For the past 45 years, Professor Borijove (Bora) Mikic has been a leading authority in heat transfer, establishing groundbreaking theories for nucleate boiling, contact resistance in heat conduction, biological heat transfer, heat transfer enhancement, and the onset of turbulence. For 30 of those years, Bora and his wife Liba were housemasters at MIT, serving at Senior House from 1976 to 1981 and at Next House from 1981 to 2006. Bora was the Associate Head of the Department of Mechanical Engineering for 7 years. He has received numerous awards for his research, including the ASME Heat Transfer Memorial Award, and is broadly recognized as an outstanding teacher at MIT. Bora retired from his position as Professor of Mechanical Engineering this past summer.


Emanuel M. Sachs

Emanuel M. Sachs

Professor Emanuel (Ely) M. Sachs, the Fred Fort Flowers and Daniel Fort Flowers Professor of Mechanical Engineering, has a long history of invention and development.
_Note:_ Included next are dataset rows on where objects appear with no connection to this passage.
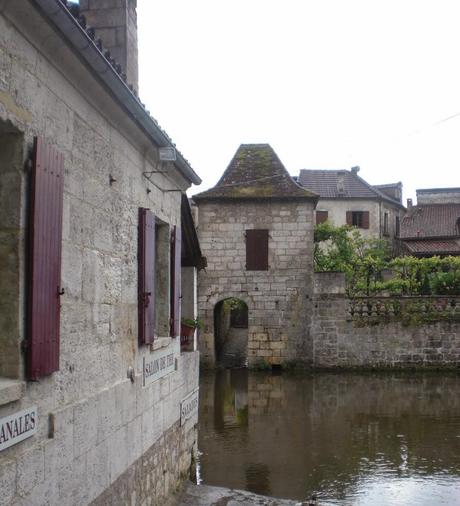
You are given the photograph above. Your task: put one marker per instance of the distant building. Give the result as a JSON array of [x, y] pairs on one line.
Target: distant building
[[345, 198], [432, 227]]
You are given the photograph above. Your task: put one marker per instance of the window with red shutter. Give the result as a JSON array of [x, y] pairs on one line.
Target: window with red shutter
[[45, 238], [358, 219], [146, 288], [175, 283], [257, 250], [321, 216]]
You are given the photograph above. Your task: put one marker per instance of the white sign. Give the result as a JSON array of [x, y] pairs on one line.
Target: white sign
[[17, 427], [160, 363], [189, 406]]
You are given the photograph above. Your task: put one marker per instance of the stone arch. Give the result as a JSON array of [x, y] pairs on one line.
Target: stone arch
[[231, 317]]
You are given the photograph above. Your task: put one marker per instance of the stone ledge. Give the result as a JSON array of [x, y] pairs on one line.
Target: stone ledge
[[10, 390]]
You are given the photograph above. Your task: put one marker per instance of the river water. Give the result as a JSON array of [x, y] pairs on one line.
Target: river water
[[349, 439]]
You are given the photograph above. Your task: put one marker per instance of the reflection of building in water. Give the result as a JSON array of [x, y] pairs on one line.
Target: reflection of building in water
[[326, 433]]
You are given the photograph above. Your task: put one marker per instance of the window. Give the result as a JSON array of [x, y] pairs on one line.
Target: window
[[321, 216], [385, 224], [358, 219], [175, 284], [11, 237], [397, 226], [44, 277], [257, 250]]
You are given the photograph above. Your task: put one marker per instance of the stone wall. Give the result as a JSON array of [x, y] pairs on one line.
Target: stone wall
[[383, 332], [276, 297], [94, 424]]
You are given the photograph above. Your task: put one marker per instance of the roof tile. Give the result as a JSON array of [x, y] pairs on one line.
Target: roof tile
[[431, 220]]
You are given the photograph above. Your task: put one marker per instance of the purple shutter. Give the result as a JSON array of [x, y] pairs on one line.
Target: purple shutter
[[350, 218], [257, 250], [321, 216], [45, 239], [146, 292], [176, 243], [365, 219]]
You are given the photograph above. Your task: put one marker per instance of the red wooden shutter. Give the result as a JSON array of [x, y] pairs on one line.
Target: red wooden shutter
[[45, 238], [350, 218], [321, 216], [146, 289], [365, 219], [176, 245], [257, 250]]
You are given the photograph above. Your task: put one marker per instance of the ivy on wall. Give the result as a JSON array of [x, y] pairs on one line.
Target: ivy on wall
[[370, 271]]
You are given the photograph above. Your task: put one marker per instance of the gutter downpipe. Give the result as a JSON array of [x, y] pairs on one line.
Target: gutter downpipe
[[66, 24]]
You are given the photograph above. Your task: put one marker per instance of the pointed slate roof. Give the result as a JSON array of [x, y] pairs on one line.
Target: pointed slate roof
[[256, 172]]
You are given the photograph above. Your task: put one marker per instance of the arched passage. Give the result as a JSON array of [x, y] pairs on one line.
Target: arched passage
[[231, 333]]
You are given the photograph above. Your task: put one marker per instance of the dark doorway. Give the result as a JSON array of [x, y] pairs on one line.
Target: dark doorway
[[231, 333]]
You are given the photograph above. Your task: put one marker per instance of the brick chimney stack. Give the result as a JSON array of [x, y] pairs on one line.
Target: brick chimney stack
[[115, 22]]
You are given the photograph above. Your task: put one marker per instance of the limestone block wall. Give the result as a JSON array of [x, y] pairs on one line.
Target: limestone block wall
[[276, 297], [94, 424], [368, 339]]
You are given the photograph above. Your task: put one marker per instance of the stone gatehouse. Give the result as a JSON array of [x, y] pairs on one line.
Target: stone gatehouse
[[256, 229]]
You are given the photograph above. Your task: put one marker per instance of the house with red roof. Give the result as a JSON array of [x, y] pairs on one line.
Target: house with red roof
[[346, 198], [432, 227]]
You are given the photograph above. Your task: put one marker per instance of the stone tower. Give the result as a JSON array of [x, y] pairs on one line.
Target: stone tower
[[115, 22], [256, 230]]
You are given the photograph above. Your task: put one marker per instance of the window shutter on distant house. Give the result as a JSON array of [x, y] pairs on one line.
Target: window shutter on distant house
[[350, 218], [176, 249], [365, 219], [257, 250], [146, 288], [45, 245], [321, 216]]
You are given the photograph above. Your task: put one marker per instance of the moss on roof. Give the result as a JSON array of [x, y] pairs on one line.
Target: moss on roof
[[256, 172]]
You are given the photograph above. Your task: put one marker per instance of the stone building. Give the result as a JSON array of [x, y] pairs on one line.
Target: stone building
[[256, 230], [432, 227], [97, 402], [346, 198]]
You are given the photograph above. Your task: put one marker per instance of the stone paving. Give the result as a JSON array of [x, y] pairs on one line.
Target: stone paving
[[203, 495]]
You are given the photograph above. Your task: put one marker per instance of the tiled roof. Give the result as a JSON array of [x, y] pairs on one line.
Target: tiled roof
[[256, 172], [431, 220], [427, 247], [340, 184]]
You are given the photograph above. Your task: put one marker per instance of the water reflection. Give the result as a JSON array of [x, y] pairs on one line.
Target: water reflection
[[348, 438]]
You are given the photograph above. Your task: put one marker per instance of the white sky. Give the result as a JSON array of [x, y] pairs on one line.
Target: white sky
[[328, 83]]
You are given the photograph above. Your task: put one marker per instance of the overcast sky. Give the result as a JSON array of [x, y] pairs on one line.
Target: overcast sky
[[328, 83]]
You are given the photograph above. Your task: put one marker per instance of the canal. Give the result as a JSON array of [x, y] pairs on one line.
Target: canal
[[349, 439]]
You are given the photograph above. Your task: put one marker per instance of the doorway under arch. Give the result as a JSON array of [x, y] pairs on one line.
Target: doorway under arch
[[231, 333]]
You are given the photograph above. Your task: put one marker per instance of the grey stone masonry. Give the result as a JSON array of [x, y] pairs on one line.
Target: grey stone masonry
[[382, 332], [276, 298]]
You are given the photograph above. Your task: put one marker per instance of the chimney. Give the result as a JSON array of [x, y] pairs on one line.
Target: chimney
[[340, 183], [115, 23]]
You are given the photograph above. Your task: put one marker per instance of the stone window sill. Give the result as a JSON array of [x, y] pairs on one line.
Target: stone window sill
[[10, 390]]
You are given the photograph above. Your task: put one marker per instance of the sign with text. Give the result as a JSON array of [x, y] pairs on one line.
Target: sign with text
[[189, 406], [160, 363], [17, 427]]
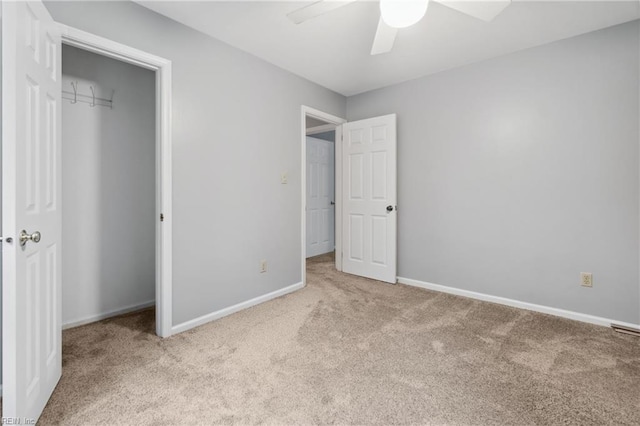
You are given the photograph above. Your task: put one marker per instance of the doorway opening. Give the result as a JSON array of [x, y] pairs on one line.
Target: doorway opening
[[108, 181], [321, 188], [116, 177]]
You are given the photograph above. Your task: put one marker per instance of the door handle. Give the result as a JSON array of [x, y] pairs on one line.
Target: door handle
[[25, 236]]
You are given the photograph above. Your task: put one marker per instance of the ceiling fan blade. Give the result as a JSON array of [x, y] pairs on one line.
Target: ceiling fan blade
[[485, 10], [316, 9], [385, 36]]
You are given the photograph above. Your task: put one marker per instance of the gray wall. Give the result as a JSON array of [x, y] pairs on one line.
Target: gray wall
[[236, 128], [518, 173], [108, 176]]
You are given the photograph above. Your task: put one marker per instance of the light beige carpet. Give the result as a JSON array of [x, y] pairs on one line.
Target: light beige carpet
[[348, 350]]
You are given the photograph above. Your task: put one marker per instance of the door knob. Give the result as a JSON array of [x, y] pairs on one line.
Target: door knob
[[24, 237]]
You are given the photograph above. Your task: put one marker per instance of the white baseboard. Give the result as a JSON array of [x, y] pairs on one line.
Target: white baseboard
[[577, 316], [233, 309], [109, 314]]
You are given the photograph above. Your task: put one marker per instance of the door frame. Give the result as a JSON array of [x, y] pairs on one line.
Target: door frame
[[162, 68], [337, 121]]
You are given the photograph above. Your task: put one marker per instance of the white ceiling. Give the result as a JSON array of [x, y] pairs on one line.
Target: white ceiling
[[333, 49]]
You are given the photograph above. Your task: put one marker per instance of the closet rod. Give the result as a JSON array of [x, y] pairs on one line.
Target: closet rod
[[92, 100]]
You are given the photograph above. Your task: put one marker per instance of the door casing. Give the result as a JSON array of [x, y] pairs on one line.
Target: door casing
[[162, 68], [337, 121]]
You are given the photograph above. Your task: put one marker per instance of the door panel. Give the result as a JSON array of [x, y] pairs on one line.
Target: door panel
[[32, 354], [320, 196], [369, 187]]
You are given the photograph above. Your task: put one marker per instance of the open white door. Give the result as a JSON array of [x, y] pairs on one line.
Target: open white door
[[320, 197], [31, 349], [369, 198]]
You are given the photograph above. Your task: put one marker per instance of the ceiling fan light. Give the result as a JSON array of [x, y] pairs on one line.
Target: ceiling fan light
[[402, 13]]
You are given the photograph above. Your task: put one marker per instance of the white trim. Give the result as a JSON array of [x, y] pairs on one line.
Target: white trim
[[162, 67], [108, 314], [577, 316], [335, 122], [235, 308], [320, 129]]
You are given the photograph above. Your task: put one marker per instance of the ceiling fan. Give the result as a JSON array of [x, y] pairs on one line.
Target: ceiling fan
[[397, 14]]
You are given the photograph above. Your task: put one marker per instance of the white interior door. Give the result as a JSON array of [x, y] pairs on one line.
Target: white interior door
[[320, 197], [369, 198], [31, 321]]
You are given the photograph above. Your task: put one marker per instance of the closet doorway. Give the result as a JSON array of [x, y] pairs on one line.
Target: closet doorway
[[321, 189], [116, 181], [108, 181]]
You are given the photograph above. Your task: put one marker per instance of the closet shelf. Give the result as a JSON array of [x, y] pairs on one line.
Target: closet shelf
[[91, 99]]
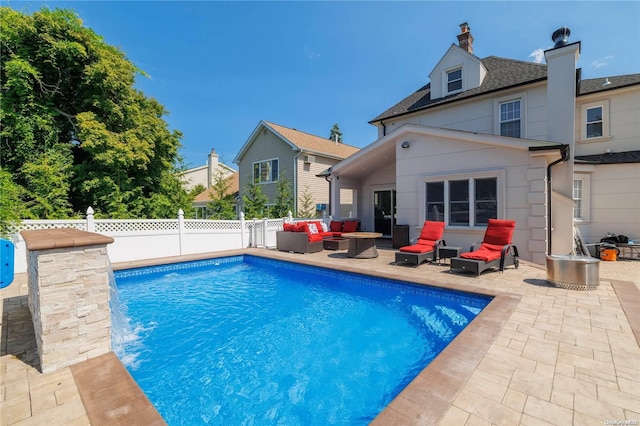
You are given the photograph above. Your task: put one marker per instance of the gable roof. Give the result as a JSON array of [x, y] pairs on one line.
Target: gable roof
[[300, 141], [502, 74], [234, 186], [311, 143]]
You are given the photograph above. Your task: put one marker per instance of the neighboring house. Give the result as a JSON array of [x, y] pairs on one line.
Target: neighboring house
[[202, 200], [206, 176], [273, 151], [479, 139]]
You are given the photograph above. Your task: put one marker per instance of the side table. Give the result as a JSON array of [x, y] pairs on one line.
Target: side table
[[447, 252]]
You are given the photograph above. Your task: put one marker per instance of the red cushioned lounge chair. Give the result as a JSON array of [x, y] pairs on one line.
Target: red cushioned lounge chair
[[495, 251], [427, 245]]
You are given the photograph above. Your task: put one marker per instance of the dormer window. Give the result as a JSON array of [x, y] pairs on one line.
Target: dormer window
[[454, 80]]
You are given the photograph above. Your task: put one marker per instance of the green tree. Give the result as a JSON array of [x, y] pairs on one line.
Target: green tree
[[254, 202], [284, 197], [74, 131], [222, 205], [12, 207], [336, 134], [306, 205]]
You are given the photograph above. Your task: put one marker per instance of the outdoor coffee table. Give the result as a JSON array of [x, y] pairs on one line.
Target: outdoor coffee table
[[362, 245], [335, 244]]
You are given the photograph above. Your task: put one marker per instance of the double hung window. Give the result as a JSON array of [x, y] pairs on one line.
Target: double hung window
[[454, 80], [595, 121], [462, 201], [265, 171], [510, 124]]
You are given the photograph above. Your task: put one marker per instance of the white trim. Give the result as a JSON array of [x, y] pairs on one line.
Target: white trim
[[499, 174], [604, 104], [585, 205], [407, 129], [522, 97], [253, 164], [445, 80]]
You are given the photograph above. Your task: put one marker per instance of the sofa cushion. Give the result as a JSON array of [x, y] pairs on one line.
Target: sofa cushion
[[499, 232], [290, 227], [335, 226], [314, 237], [486, 252], [350, 226]]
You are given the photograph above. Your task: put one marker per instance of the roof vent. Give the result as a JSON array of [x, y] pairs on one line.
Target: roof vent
[[561, 37]]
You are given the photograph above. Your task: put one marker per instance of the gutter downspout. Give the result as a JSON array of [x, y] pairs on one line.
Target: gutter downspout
[[295, 182], [565, 156]]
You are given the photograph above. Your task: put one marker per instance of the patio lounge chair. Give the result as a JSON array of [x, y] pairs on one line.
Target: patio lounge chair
[[495, 251], [427, 245]]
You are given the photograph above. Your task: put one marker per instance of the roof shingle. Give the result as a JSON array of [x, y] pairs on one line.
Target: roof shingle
[[501, 74], [312, 143]]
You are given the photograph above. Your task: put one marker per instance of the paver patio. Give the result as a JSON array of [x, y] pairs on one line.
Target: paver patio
[[542, 356]]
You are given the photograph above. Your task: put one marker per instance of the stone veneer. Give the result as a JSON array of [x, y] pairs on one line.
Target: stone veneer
[[68, 272]]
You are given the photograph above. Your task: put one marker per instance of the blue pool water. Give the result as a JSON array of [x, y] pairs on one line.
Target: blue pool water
[[248, 340]]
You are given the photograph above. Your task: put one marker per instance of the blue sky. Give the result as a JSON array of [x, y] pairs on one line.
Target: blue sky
[[221, 67]]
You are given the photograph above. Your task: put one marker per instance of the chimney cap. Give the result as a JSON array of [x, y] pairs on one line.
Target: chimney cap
[[560, 37]]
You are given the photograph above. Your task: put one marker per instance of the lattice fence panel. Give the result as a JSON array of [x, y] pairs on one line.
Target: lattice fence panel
[[211, 225], [112, 226]]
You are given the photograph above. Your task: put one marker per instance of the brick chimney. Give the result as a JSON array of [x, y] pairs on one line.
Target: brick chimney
[[465, 39]]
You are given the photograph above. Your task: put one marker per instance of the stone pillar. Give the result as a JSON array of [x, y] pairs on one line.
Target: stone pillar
[[68, 272]]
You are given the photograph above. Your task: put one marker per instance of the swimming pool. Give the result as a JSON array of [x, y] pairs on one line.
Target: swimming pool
[[244, 339]]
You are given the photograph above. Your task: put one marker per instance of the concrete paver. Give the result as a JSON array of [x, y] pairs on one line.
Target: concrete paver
[[559, 357]]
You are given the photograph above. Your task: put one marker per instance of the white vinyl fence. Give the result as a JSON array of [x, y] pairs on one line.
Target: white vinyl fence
[[137, 239]]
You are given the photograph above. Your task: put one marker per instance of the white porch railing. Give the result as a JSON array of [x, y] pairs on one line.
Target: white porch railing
[[137, 239]]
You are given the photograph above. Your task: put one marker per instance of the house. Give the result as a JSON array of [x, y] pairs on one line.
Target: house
[[206, 176], [497, 137], [202, 200], [273, 151]]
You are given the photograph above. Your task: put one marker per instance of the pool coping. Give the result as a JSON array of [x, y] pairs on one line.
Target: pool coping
[[431, 393]]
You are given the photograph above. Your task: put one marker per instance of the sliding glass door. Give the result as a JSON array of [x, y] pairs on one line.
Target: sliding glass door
[[384, 211]]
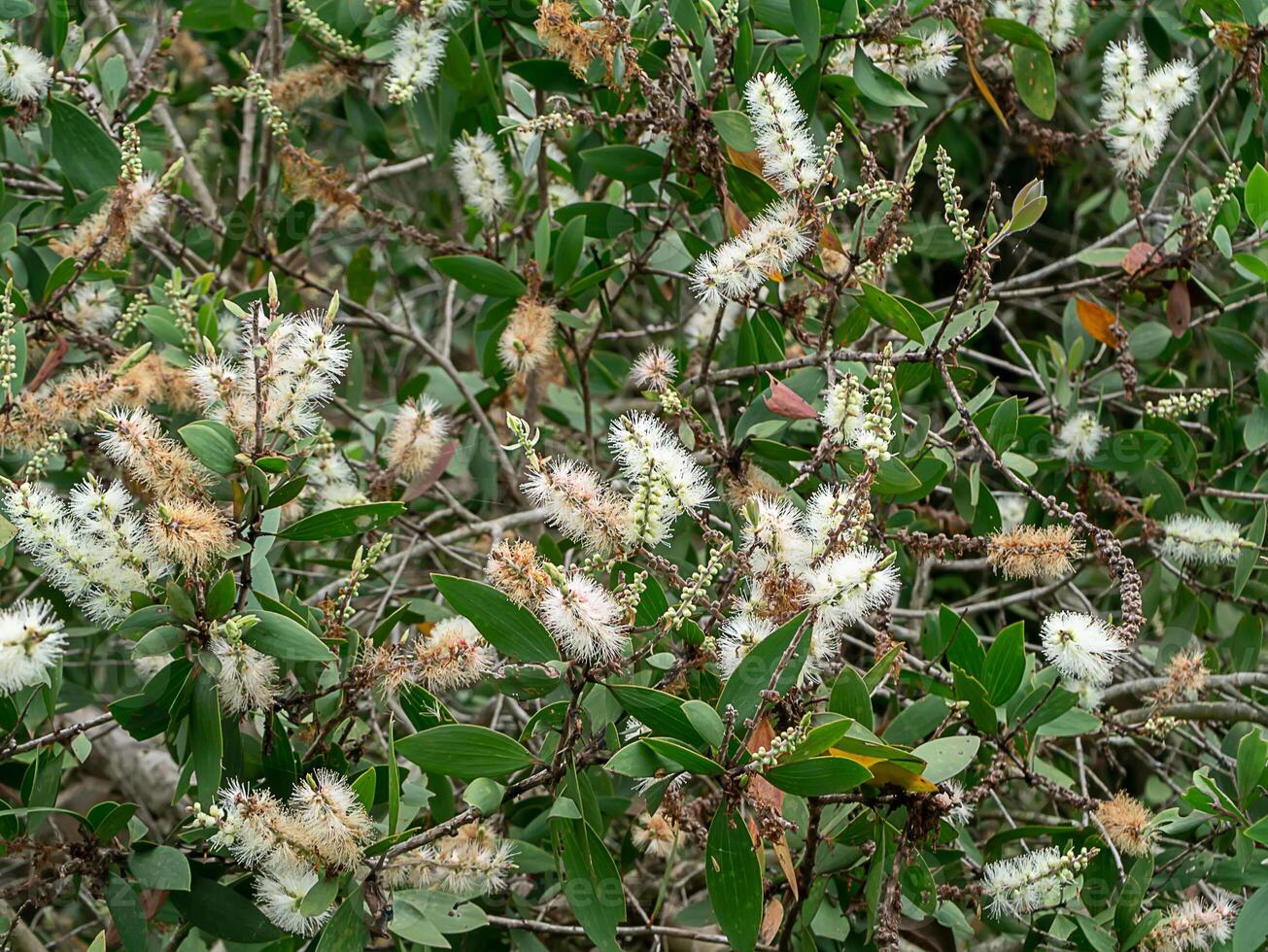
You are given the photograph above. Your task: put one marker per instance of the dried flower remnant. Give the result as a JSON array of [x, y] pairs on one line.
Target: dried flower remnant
[[585, 620], [1080, 647], [452, 656], [1127, 823], [1080, 436], [472, 863], [419, 435], [1201, 540], [193, 535], [656, 834], [30, 643], [516, 570], [528, 341], [1045, 553], [1031, 881], [1197, 923]]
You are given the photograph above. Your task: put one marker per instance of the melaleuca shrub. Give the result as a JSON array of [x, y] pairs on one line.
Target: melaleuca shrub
[[775, 474]]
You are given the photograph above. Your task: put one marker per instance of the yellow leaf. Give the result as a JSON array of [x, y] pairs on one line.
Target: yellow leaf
[[985, 91], [886, 772], [1097, 321]]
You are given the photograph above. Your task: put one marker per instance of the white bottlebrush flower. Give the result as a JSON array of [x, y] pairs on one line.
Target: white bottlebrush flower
[[332, 819], [452, 656], [419, 435], [1052, 19], [279, 893], [656, 834], [23, 73], [770, 245], [739, 635], [585, 620], [773, 537], [580, 506], [245, 678], [419, 47], [1201, 540], [1081, 647], [1197, 923], [655, 369], [30, 643], [789, 156], [481, 175], [1080, 436], [1031, 881], [1138, 107], [846, 587]]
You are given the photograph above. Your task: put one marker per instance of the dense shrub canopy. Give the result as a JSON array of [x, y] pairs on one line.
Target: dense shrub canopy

He is the co-inventor of the revolutionary process of 3D printing and has made many valuable contributions to the photovoltaic industry, including string ribbon technology for making low-cost silicon wafers for solar cells. Most recently, he cofounded 1366 Technologies based on cell technology that improves the efficiency of silicon cells to potentially cut the cost of wafers to 1/3 the current level. Ely is also well known for his passion and commitment to education and, in particular, discovery-based learning. He was recognized for this dedication with the Joseph Henry Keenan Innovation in Undergraduate Education Award in 2006. Ely retired this past fall to pursue his work at 1366 Technologies as chief technology officer.